9 février 2015 @ 20:09
Qui finance ces « festivités » (concert, repas…), le gouvernement ou les membres de la famille royale ?
otma
10 février 2015 @ 06:56
Posez les mêmes questions pour les Serbes et leur « modeste » complexe Royal de Belgrade ! Toute famille de cinq personnes à forcément besoin d’une brigade dans ses cuisines…….
Figaro
10 février 2015 @ 23:25
Une brigade de cuisine obligatoire pour une famille de cinq personnes ? Bigre, vous avez la folie des grandeurs pour une famille non régnante ! Un cuisinier devrait suffire .
Xavier
9 février 2015 @ 22:28
Merci pour ce témoignage!
Nous sommes loin, très loin même, d’une famille royale vivant uniquement en représentation, et se prélassant dans un luxe indécent, comme certains commentateurs s’obstinent à le dire.
patricio
10 février 2015 @ 11:28
Entièrement d’accord avec vous Xavier
amitiés
patricio
Charles
9 février 2015 @ 22:35
Merci à la princesse Sophie d’avoir eu le gentillesse de répondre à Noblesse et Royautés.
Cet entretien est intéressant et je souhaite le meilleur à la Maison de Roumanie, une Famille royale que j’apprécie pour son courage, son attachement à son pays et sa simplicité.
Les filles du roi Michel ont vécu une enfance quelquefois difficile sur le plan financier mais riche sur le plan familial et humain.
Dame Tartine
11 février 2015 @ 11:10
Quand on a beaucoup d’enfants (parce qu’on espère un fils) et qu’on vit d’un seul salaire, celui du père qui travaille, ce qui est très honorable, il est difficile de ne pas avoir des fins de mois difficiles.
Michel Lacroix
10 février 2015 @ 06:00
J’aurais aimé savoir son impression sur l’hypothétique retour de la monarchie en Roumanie.
Claudia
10 février 2015 @ 08:25
Cet entretien est très intéressant, merci Régine ; j’avais fait un voyage en Roumanie dans les années 80, j’avais été frappée par le dénuement qui y existait (par contre le portrait de Caucescu était partout…) et par la pauvreté de ce pays ; les communistes ont fait tellement de mal partout, que la tâche du roi Michel et de sa famille, même si la royauté n’est pas restaurée dans ce pays, est bien rude.
Clara
10 février 2015 @ 10:52
Merci pour cet entretien très intéressant.

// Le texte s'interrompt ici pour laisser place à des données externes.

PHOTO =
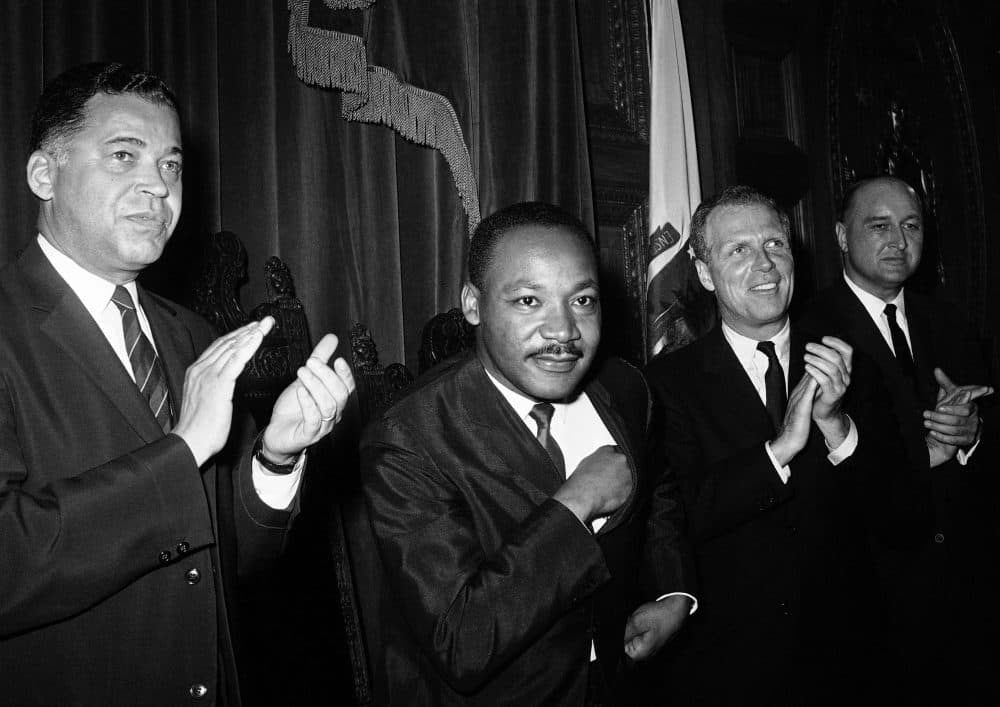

La princesse Sophie d’après son récit était très impliquée les premières années aussi dans la fondation que sur place en Roumanie, savons nous pour quelle raison elle n’est pas retournée en Roumanie depuis 17 ans ?
Caroline
10 février 2015 @ 20:38
Merci pour cet entretien sympathique !
Ce serait intéressant de connaitre la seconde soeur de Margareta de Roumanie,la princesse Elena de Roumanie elle-meme mère du futur prince héritier Nicolas de Roumanie!